I primi possono supportare o assistere funzioni fisiche o cognitive dell’utente come la locomozione e il controllo motorio. I robot di servizio invece vengono usati soprattutto per offrire assistenza ai pazienti affetti da demenza ad esempio integrando l’assistenza degli assistenti umani, mentre quelli di telepresenza possono fornire il monitoraggio remoto dei pazienti permettendo il controllo a distanza o l’interazione con il caregiver, ad esempio in tandem e con telefonia e controllo remoto.
Infine, i robot di compagnia permettono di operare dal punto di vista del supporto psicosociale.

Allora perché la robotica sembra ancora fantascienza, nonostante gli evidenti e accertati benefici?

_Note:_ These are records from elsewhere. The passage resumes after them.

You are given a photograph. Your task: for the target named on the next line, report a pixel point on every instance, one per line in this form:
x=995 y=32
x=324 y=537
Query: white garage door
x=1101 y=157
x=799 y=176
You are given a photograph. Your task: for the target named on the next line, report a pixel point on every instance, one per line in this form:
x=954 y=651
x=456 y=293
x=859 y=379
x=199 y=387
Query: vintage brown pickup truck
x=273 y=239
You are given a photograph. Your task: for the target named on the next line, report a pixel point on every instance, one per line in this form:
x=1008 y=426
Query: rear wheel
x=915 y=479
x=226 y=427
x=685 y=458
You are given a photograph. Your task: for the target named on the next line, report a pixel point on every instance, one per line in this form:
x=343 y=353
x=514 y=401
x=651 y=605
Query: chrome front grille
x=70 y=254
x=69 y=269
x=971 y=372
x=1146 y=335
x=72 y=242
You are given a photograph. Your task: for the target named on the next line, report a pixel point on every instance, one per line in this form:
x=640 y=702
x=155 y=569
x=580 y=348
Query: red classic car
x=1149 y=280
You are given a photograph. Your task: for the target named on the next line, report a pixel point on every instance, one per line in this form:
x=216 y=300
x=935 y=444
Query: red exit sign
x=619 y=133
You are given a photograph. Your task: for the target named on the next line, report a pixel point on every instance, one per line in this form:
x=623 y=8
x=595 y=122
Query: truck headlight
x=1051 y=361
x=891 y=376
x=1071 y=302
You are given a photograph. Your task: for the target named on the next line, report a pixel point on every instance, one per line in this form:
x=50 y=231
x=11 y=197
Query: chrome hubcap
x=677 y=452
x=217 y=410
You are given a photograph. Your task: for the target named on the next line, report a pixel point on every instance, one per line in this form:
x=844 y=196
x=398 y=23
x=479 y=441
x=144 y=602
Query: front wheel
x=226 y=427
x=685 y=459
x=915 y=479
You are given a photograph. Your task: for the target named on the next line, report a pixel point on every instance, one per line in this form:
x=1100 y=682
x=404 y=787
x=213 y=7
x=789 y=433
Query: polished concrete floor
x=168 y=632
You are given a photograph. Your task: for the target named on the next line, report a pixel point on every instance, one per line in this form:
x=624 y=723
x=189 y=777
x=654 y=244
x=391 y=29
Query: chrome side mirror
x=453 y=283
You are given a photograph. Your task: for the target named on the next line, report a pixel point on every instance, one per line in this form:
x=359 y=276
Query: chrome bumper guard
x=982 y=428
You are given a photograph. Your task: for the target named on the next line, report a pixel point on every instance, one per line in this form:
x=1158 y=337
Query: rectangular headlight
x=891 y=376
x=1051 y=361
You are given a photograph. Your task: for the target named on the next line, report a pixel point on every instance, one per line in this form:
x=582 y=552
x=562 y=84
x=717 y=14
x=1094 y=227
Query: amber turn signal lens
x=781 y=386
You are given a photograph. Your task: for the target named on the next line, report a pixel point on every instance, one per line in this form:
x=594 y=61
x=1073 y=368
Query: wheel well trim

Il motivo è un importante un gap tra tecnologia e assistenza sanitaria che tocca dalla dimensione sociale a quella legale ed etica.
Inoltre, la diffusione delle conoscenze potrebbe ben favorire l’interazione e la condivisione tra le parti nella cura e gestione dei robot mettendo concretamente a dialogo progettisti, sviluppatori di software, ingegneri hardware, aziende di produzione, geriatri, neurologi e altri professionisti sanitari, istituzioni sanitarie, agenzie di regolamentazione, caregiver informali e, soprattutto, i pazienti.
Ma il gap informativo è l’altro importante tassello di questo garbuglio difficile da districare.
E se la robotica finalizzata all’assistenza degli anziani può davvero aprire le porte di una miglior gestione della crisi della salute pubblica, è anche vero che sono necessarie ulteriori ricerche per affrontare questioni sociali, legali ed etiche a sostegno di questo progetto su larga scala, unendo le forze tra robotica, appunto, gerontologia, infermieristica e geriatria.

 

Ilaria Rebecchi

Executive Editor della rivista e del portale Smart Building Italia, lavora come Giornalista e Senior Copywriter specializzata in settori come tecnologia e digitale, creatività e social media.